Configure SSO with Okta for your workspace
Warning
Workspace-level SSO is a legacy configuration. It can only be configured when unified login is disabled. When unified login is enabled, your workspace uses the same SSO configuration as your account.
If your account was created after June 21, 2023 or you did not configure SSO before December 12, 2024, unified login is enabled on your account for all workspaces, new and existing, and it cannot be disabled.
Databricks recommends enabling unified login on all workspaces. See Enable unified login.
This documentation has been retired and might not be updated.
This article shows how to configure Okta as the identity provider for a Databricks workspace. To configure SSO in your Databricks account, see Configure SSO in Databricks.
Gather required information
As a workspace admin, log in to the Databricks workspace.
Click your username in the top bar of the Databricks workspace and select Settings.
Click on the Identity and access tab.
Next to SSO settings, click Manage.
Copy the Databricks SAML URL.
Do not close this browser tab.
Configure Okta
In a new browser tab, log into Okta as an administrator.
In the home page, click Applications > Applications.
Click Create App Integration.
Select SAML 2.0 and click Next.
Set App name to Databricks SSO and click Next.
Configure the application using the following settings:
Single Sign On URL: the Databricks SAML URL from Gather required information
Audience URI: the Databricks SAML URL from Gather required information
Name ID Format: EmailAddress
Application Username: Email
Click Advanced settings. Ensure that Response is set to Signed (the default). Signing the assertion is optional. Do not modify other advanced settings.
Important
Assertion encryption must be set to Unencrypted.
Click Hide advanced settings.
Click Next.
Select I’m an Okta customer adding an internal app.
Click Finish. The Databricks SAML app is shown.
Under SAML 2.0 is not configured until you complete the setup instructions, click View Setup Instructions.
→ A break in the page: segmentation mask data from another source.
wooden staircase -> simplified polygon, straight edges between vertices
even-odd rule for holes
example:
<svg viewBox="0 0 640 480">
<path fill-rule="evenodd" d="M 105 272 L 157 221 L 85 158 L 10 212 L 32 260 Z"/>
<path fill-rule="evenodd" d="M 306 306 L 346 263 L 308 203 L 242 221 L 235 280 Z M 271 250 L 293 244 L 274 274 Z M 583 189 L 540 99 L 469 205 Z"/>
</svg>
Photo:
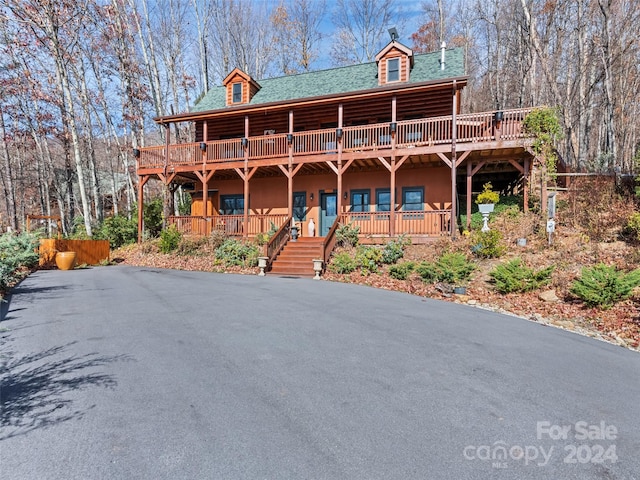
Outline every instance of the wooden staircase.
<svg viewBox="0 0 640 480">
<path fill-rule="evenodd" d="M 271 264 L 273 275 L 313 277 L 313 260 L 322 258 L 323 237 L 299 237 L 289 240 Z"/>
</svg>

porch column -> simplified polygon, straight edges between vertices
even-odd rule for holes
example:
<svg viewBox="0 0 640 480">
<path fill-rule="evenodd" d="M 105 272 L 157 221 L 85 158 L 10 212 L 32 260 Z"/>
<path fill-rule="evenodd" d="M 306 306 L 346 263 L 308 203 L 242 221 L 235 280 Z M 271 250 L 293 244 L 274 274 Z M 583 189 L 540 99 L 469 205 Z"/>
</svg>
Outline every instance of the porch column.
<svg viewBox="0 0 640 480">
<path fill-rule="evenodd" d="M 467 231 L 471 230 L 471 195 L 473 195 L 473 164 L 467 162 Z"/>
<path fill-rule="evenodd" d="M 396 156 L 391 157 L 391 168 L 389 169 L 391 176 L 391 191 L 389 203 L 389 236 L 394 237 L 396 234 Z"/>
<path fill-rule="evenodd" d="M 206 222 L 209 216 L 209 209 L 207 207 L 209 204 L 209 179 L 207 178 L 207 172 L 202 172 L 200 180 L 202 181 L 202 217 Z"/>
<path fill-rule="evenodd" d="M 342 104 L 338 105 L 338 128 L 342 130 L 342 116 L 344 109 Z M 338 185 L 337 185 L 337 198 L 336 198 L 336 211 L 338 217 L 342 214 L 342 137 L 338 138 Z"/>
<path fill-rule="evenodd" d="M 456 138 L 458 136 L 458 125 L 456 123 L 456 114 L 458 110 L 458 92 L 456 81 L 453 81 L 453 108 L 451 116 L 451 238 L 456 238 L 457 230 L 457 209 L 458 192 L 456 186 Z"/>
<path fill-rule="evenodd" d="M 163 124 L 166 134 L 165 134 L 165 146 L 164 146 L 164 169 L 162 171 L 164 177 L 167 177 L 167 170 L 169 168 L 169 145 L 171 142 L 171 128 L 169 124 Z M 164 182 L 162 188 L 162 229 L 167 228 L 167 217 L 169 216 L 169 192 L 168 192 L 168 184 Z"/>
<path fill-rule="evenodd" d="M 529 212 L 529 169 L 531 168 L 528 158 L 524 159 L 524 172 L 522 175 L 522 201 L 524 213 Z"/>
<path fill-rule="evenodd" d="M 289 135 L 293 135 L 293 110 L 289 110 Z M 293 138 L 293 137 L 292 137 Z M 289 217 L 293 218 L 293 142 L 289 143 L 289 168 L 287 176 L 287 211 Z M 284 170 L 283 170 L 284 172 Z"/>
<path fill-rule="evenodd" d="M 242 236 L 249 236 L 249 171 L 247 167 L 244 168 L 244 228 L 242 229 Z"/>
<path fill-rule="evenodd" d="M 249 140 L 249 115 L 244 116 L 244 137 Z M 244 228 L 242 236 L 249 236 L 249 144 L 244 148 Z"/>
<path fill-rule="evenodd" d="M 142 243 L 144 232 L 144 185 L 149 180 L 149 175 L 138 178 L 138 243 Z"/>
</svg>

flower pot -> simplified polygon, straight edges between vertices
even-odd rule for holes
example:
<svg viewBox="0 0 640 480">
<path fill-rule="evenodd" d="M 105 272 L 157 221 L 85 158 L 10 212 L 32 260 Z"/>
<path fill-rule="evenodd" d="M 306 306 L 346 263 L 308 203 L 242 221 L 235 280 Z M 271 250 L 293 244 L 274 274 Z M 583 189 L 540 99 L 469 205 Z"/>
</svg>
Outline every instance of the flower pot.
<svg viewBox="0 0 640 480">
<path fill-rule="evenodd" d="M 56 266 L 60 270 L 71 270 L 76 264 L 76 252 L 56 253 Z"/>
<path fill-rule="evenodd" d="M 269 260 L 269 257 L 258 257 L 258 268 L 260 269 L 258 275 L 261 277 L 265 276 L 264 270 L 267 268 L 267 260 Z"/>
<path fill-rule="evenodd" d="M 324 261 L 322 259 L 313 259 L 313 271 L 316 272 L 314 280 L 320 280 L 320 273 L 322 272 Z"/>
<path fill-rule="evenodd" d="M 456 295 L 466 295 L 467 294 L 467 287 L 454 287 L 453 288 L 453 293 Z"/>
<path fill-rule="evenodd" d="M 493 203 L 479 203 L 478 211 L 482 214 L 489 214 L 493 212 L 494 207 L 495 207 L 495 204 Z"/>
</svg>

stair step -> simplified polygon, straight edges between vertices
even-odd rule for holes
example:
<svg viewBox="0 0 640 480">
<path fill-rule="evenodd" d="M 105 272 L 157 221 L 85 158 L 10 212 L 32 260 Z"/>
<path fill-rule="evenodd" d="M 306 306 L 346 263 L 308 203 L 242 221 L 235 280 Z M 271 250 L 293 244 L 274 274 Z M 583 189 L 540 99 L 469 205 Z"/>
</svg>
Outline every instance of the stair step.
<svg viewBox="0 0 640 480">
<path fill-rule="evenodd" d="M 313 277 L 315 272 L 313 269 L 304 269 L 304 268 L 272 268 L 271 271 L 268 272 L 271 275 L 295 275 L 297 277 Z"/>
<path fill-rule="evenodd" d="M 289 241 L 271 265 L 272 275 L 291 275 L 296 277 L 313 277 L 313 260 L 323 254 L 321 237 L 299 237 L 297 241 Z"/>
</svg>

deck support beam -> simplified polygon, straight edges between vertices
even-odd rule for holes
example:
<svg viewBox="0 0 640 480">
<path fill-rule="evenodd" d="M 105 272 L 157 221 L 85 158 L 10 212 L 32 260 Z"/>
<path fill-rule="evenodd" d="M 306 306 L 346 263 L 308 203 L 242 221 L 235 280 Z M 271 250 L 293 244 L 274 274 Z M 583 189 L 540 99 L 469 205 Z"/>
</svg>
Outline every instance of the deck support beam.
<svg viewBox="0 0 640 480">
<path fill-rule="evenodd" d="M 142 243 L 144 232 L 144 185 L 151 175 L 140 175 L 138 178 L 138 243 Z"/>
<path fill-rule="evenodd" d="M 487 163 L 486 160 L 481 161 L 475 167 L 472 162 L 467 163 L 467 230 L 471 229 L 471 196 L 473 195 L 472 184 L 473 176 L 478 173 Z"/>
</svg>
Copy the following values:
Identity Provider Single Sign-On URL
Identity Provider Issuer
x.509 certificate
Configure Databricks
Go back to the browser tab for Databricks.
Click your username in the top bar of the Databricks workspace and select Settings.
Click on the Identity and access tab.
Next to SSO settings, click Manage.
Set Single Sign-On URL to the Identity Provider Single Sign-On URL from Okta.
Set Identity Provider Entity ID to the Identity Provider Issuer from Okta.
Set x.509 Certificate to the x.509 certificate from Okta, including the markers for the beginning and ending of the certificate.
Click Enable SSO.
Optionally, click Allow auto user creation.
Test the configuration
In an incognito browser window, go to your Databricks workspace.
Click Single Sign On. You are redirected to Okta.
Log in to Okta. If SSO is configured correctly, you are redirected to Databricks.
If the test fails, review Troubleshooting.